North Korea is one of the poorest countries in the entire world. It’s also one of the most fiercely nationalistic. This leads to all manner of insanity, and the Internet is rife with examples of North Korea’s anti-American propaganda, as well as tales of the behavior of its leader Kim Jong Il.
However, it’s rare to get much in-depth information about the country. This extensive interview with B.R. Myers, author of The Cleanest Race: How North Koreans See Themselves and Why It Matters, is very illuminating. A random interesting snippet:
I read a women’s magazine recently which warned housewives against what they called “the housewife disease,” and if you read the description of the housewife disease, it’s quite obvious that they’re talking about an STD…they give the disease that name to make it sound more harmless, but when you look at the symptoms which are described in the article, it’s very clear what kind of diseases they’re referring to.
Now there’s a classy term, “housewife disease”.

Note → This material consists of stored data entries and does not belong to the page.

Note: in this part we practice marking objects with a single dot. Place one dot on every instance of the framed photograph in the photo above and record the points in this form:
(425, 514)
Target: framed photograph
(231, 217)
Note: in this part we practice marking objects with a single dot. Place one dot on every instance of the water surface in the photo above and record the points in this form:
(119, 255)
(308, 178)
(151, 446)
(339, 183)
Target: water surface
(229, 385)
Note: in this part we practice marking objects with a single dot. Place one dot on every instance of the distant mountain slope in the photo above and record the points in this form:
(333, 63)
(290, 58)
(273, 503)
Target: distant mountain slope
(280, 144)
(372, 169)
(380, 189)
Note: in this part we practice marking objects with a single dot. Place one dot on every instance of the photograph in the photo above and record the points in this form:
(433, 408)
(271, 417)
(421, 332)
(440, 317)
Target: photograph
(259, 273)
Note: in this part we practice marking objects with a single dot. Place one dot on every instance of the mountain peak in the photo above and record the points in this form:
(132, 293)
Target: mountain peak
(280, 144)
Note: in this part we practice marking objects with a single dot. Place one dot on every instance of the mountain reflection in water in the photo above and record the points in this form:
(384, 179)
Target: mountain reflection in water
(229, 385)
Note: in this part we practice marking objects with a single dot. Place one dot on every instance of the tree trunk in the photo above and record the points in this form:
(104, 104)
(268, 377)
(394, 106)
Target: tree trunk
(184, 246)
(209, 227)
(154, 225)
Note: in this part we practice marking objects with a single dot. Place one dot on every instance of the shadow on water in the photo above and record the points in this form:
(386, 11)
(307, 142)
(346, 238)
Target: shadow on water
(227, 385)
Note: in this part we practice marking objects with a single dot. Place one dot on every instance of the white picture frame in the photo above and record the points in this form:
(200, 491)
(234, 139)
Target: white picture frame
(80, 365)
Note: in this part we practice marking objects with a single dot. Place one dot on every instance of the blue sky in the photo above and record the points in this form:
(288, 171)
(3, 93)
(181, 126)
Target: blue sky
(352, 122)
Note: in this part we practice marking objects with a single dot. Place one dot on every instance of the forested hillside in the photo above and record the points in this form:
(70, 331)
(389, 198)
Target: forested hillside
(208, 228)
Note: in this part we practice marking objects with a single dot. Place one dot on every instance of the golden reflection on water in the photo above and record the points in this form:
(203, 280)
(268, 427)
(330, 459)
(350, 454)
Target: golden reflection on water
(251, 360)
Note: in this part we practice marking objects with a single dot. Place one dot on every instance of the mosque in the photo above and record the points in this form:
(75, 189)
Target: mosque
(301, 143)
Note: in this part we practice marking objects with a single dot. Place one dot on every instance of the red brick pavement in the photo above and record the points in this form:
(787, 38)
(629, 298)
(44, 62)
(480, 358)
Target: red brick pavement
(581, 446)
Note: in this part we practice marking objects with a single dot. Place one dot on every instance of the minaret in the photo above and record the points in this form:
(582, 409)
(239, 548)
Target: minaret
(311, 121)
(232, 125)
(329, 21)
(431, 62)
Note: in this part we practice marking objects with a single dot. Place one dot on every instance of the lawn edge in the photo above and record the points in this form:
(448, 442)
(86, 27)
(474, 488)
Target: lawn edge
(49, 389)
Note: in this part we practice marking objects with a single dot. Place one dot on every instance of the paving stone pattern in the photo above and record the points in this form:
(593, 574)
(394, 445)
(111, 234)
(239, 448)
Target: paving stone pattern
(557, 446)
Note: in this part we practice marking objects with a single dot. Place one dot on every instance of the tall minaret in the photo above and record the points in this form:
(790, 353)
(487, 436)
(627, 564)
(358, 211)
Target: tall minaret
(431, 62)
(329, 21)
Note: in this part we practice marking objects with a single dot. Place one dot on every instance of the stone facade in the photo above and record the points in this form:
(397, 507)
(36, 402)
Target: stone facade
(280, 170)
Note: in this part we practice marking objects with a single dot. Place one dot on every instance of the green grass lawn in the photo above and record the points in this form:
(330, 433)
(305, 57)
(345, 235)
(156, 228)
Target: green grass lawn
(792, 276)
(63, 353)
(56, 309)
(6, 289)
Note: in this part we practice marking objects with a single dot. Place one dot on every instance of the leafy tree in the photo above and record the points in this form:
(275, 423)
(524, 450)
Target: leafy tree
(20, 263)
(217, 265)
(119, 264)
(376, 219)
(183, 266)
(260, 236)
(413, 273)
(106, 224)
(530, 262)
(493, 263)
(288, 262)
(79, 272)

The truly great nuggets are things where the North Korean propaganda machine really works, with everything from Potemkin villages to vigilantly watching how former Kim Il Sung was photographed.

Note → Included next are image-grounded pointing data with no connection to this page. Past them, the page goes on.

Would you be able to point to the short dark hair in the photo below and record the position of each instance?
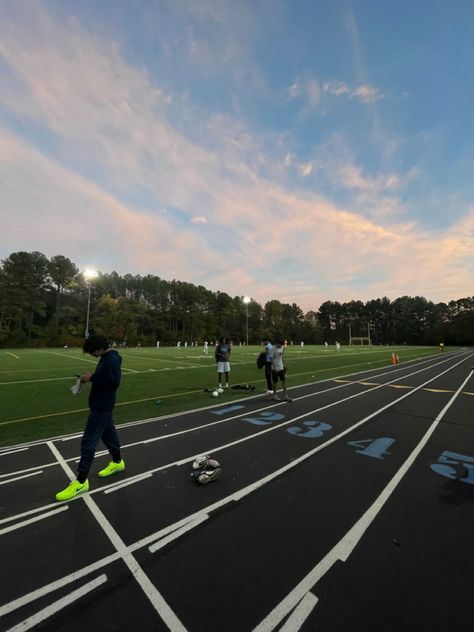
(94, 343)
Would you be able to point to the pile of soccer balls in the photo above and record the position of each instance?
(205, 470)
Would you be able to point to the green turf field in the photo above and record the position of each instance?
(37, 401)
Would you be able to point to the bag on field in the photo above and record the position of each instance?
(261, 360)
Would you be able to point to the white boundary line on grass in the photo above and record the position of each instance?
(142, 475)
(342, 550)
(139, 422)
(178, 528)
(219, 421)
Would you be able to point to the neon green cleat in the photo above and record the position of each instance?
(112, 468)
(72, 490)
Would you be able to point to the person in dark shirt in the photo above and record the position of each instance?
(222, 355)
(100, 425)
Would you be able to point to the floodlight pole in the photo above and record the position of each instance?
(86, 333)
(247, 300)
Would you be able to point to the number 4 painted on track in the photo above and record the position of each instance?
(447, 459)
(376, 448)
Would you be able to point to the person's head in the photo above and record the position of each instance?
(95, 345)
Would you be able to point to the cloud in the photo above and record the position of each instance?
(366, 94)
(132, 168)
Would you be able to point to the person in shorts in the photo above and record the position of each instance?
(278, 371)
(222, 358)
(100, 424)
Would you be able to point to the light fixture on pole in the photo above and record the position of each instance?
(88, 274)
(247, 300)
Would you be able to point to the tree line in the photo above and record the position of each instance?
(44, 302)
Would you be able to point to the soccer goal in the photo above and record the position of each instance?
(360, 340)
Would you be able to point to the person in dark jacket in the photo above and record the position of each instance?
(222, 358)
(100, 425)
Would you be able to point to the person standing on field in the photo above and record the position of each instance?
(268, 365)
(222, 354)
(278, 371)
(100, 425)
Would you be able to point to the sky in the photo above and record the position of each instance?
(299, 150)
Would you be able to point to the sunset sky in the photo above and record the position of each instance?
(303, 150)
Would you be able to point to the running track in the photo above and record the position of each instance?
(350, 509)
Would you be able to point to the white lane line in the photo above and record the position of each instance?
(177, 533)
(19, 478)
(132, 424)
(5, 452)
(150, 590)
(249, 489)
(29, 469)
(59, 583)
(25, 523)
(55, 607)
(347, 544)
(137, 478)
(300, 613)
(141, 477)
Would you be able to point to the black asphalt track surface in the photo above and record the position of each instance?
(349, 509)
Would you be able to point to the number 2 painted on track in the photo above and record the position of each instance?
(447, 459)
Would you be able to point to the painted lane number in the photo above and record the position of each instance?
(375, 448)
(448, 459)
(313, 429)
(264, 419)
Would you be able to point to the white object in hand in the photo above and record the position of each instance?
(77, 387)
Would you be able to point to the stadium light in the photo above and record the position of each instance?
(247, 300)
(88, 275)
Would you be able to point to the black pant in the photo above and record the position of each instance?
(268, 375)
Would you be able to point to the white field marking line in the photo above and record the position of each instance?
(245, 491)
(5, 452)
(55, 607)
(174, 434)
(19, 478)
(300, 613)
(71, 357)
(130, 424)
(150, 590)
(191, 519)
(140, 422)
(31, 512)
(59, 583)
(349, 541)
(29, 469)
(25, 523)
(138, 477)
(178, 533)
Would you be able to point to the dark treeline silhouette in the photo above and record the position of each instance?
(44, 301)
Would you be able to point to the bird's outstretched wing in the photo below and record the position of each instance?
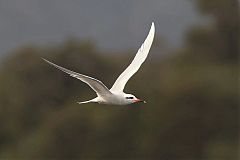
(95, 84)
(140, 57)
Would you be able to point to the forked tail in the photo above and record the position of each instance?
(89, 101)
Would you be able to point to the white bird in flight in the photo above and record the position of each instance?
(115, 95)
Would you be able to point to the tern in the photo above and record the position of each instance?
(115, 96)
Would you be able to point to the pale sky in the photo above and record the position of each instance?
(113, 24)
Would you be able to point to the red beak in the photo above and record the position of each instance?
(138, 100)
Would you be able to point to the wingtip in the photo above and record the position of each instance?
(153, 25)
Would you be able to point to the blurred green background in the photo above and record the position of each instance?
(192, 94)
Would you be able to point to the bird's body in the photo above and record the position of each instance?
(115, 95)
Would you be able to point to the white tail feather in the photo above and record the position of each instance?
(90, 101)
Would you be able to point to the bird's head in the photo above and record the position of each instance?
(132, 99)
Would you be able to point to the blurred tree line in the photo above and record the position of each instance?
(192, 110)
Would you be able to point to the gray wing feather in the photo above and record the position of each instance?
(95, 84)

Whenever you have a state that professes belief in the purity of the race, you have a state that has a very hard time acknowledging the existence of people who are physically challenged or perhaps mentally handicapped. The North Koreans don’t know even how to explain things like that…This is why the North Korean regime had such a hard time with Kim Il Sung’s tumor. For most of his adult life, Kim Il Sung had quite a sizable tumor on the back of his neck, and the North Korean propaganda apparatus had to photograph him from one angle so that this tumor would never be known to the North Korean population.
It’s both funny and fascinating to imagine this sort of manipulation. Read the whole interview for much more.
Update: Several readers have pointed out the parallels to American president Franklin Delano Roosevelt, who was crippled at a young age. While similar, it seems FDR’s condition was far better known. He himself worked to minimize it, and the media treated it as a private matter (now there’s a concept), but it was not entirely hidden from view.